04 Maio 2017 | 16h50

Suspeitos de terrorismo chegam ao aeroporto de Brasília. Foto: André Dusek/Estadão

O juiz Marcos Josegrei da Silva, da 14ª Vara Federal de Curitiba, condenou oito acusados de terrorismo na Operação Hashtag.

Durante a investigação, o grupo, integrado por brasileiros, foi monitorado principalmente após as autoridades brasileiras receberem um relatório do FBI americano. Os investigados foram presos em nove estados (Paraná, Amazonas, Ceará, Paraíba, Goiás, Minas Gerais, Rio de Janeiro, São Paulo e Rio Grande do Sul) em 2016.

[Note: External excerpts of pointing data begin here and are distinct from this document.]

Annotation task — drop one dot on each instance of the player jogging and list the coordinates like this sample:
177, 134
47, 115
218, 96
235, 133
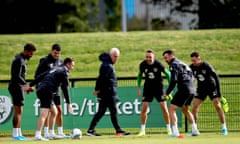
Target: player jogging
153, 88
207, 85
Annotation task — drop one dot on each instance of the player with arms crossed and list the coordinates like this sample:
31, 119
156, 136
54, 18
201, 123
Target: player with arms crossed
153, 88
207, 85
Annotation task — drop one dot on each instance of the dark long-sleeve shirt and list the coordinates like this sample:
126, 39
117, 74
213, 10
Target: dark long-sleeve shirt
47, 63
181, 74
107, 80
51, 80
18, 70
206, 77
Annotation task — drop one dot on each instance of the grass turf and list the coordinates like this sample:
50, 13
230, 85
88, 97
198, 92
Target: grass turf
211, 138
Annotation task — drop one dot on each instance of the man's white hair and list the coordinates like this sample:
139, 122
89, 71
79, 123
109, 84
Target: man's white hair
114, 50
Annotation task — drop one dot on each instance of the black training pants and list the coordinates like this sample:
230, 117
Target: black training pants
103, 105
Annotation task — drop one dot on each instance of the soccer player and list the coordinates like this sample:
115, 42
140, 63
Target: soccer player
48, 83
153, 88
51, 61
17, 86
182, 76
207, 85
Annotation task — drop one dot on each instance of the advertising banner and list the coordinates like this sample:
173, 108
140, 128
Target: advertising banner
85, 106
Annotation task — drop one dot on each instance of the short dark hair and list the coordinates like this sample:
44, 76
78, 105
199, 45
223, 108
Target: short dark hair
194, 54
29, 47
149, 51
170, 52
68, 60
56, 47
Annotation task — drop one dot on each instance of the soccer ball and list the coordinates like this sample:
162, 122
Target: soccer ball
76, 133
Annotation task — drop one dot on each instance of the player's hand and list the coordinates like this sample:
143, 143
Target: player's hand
25, 87
139, 92
30, 90
164, 97
70, 109
96, 92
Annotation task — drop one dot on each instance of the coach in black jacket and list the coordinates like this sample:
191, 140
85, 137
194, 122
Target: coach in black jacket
106, 91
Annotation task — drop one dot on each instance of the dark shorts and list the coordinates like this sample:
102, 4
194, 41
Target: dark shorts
17, 95
180, 99
57, 99
45, 97
202, 94
150, 93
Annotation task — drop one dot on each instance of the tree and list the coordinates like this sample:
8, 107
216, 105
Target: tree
219, 14
177, 7
47, 16
113, 12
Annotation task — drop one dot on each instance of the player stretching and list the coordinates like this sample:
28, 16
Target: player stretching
153, 88
208, 84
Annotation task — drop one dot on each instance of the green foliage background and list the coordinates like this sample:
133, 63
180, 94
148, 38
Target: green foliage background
220, 47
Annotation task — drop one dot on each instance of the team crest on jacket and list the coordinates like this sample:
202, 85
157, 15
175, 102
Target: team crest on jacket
204, 71
5, 108
155, 69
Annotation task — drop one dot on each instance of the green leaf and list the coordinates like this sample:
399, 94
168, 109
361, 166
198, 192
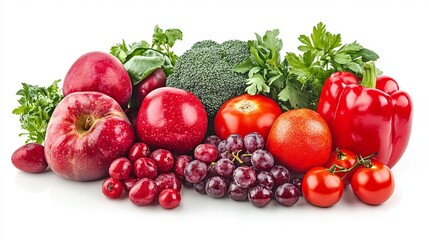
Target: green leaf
139, 67
307, 43
368, 55
355, 68
254, 70
294, 96
173, 35
244, 66
351, 48
256, 85
342, 58
256, 57
36, 107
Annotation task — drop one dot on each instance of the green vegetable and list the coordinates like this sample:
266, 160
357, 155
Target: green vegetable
206, 71
36, 107
297, 80
140, 59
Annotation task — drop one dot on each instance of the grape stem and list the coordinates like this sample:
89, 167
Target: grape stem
236, 156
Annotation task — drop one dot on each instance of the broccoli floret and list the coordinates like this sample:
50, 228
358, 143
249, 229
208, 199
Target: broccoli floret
206, 71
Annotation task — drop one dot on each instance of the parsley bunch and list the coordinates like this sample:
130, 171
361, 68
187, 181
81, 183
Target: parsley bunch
297, 80
36, 107
141, 58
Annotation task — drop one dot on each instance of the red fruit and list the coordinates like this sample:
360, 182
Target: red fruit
112, 188
169, 198
86, 132
145, 168
245, 114
172, 119
120, 168
138, 150
300, 139
373, 185
164, 160
321, 187
129, 183
180, 164
206, 152
99, 72
155, 80
143, 192
168, 181
30, 158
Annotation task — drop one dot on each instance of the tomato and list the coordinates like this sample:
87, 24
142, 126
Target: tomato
321, 187
245, 114
373, 185
343, 158
300, 139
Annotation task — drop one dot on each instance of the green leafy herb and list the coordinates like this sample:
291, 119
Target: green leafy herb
36, 107
164, 41
141, 58
297, 80
324, 54
268, 74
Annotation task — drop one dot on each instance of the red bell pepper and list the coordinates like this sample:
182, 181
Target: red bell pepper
367, 116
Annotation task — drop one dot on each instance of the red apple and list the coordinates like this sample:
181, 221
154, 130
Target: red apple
87, 131
99, 72
172, 119
155, 80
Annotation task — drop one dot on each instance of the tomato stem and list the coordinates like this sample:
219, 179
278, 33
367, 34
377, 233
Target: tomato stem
366, 161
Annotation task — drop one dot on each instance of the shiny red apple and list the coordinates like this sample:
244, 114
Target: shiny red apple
172, 119
87, 131
99, 72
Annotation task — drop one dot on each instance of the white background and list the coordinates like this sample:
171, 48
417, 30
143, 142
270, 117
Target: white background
41, 39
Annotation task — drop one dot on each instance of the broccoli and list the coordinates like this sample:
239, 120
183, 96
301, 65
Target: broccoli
206, 71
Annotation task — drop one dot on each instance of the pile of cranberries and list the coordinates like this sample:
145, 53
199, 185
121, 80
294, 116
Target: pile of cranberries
146, 176
236, 167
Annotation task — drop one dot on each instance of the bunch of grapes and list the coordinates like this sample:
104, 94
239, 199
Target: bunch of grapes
242, 169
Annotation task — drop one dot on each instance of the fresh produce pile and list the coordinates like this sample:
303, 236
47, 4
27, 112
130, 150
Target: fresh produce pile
232, 119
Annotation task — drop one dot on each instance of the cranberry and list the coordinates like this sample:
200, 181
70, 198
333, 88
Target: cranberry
145, 167
112, 188
180, 164
168, 181
169, 198
195, 171
143, 192
213, 140
138, 150
206, 152
200, 187
164, 160
30, 158
120, 168
129, 183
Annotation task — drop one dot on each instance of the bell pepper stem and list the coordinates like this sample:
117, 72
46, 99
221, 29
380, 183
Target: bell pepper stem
369, 75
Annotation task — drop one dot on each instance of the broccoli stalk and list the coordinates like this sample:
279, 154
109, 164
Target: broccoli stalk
206, 71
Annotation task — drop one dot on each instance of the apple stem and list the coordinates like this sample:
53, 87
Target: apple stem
88, 123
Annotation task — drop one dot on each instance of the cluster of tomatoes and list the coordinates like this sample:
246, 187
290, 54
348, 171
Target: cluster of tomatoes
372, 182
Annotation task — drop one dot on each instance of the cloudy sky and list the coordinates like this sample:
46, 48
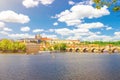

Por meio de quebras de sigilo telefônico, as autoridades rastrearam redes sociais, sites acessados e as mensagens trocadas entre o grupo pelo aplicativo Telegram, e verificaram intensa comunicação entre os integrantes, conclamando interessados a se organizar para prestar apoio ao Estado Islâmico, inclusive com treinamento já em território brasileiro.

De acordo com as investigações, alguns dos envolvidos chegaram a noticiar a realização do “batismo´´ ao Estado Islâmico, conhecido como “bayat” – juramento de fidelidade exigido pela organização terrorista para o acolhimento de novos membros. Também foram identificadas mensagens de celular relacionadas à possibilidade de se aproveitar o momento dos Jogos Olímpicos do Rio, no ano passado, para a realização de ato terrorista (inclusive com diálogos sobre como confeccionar bombas caseiras).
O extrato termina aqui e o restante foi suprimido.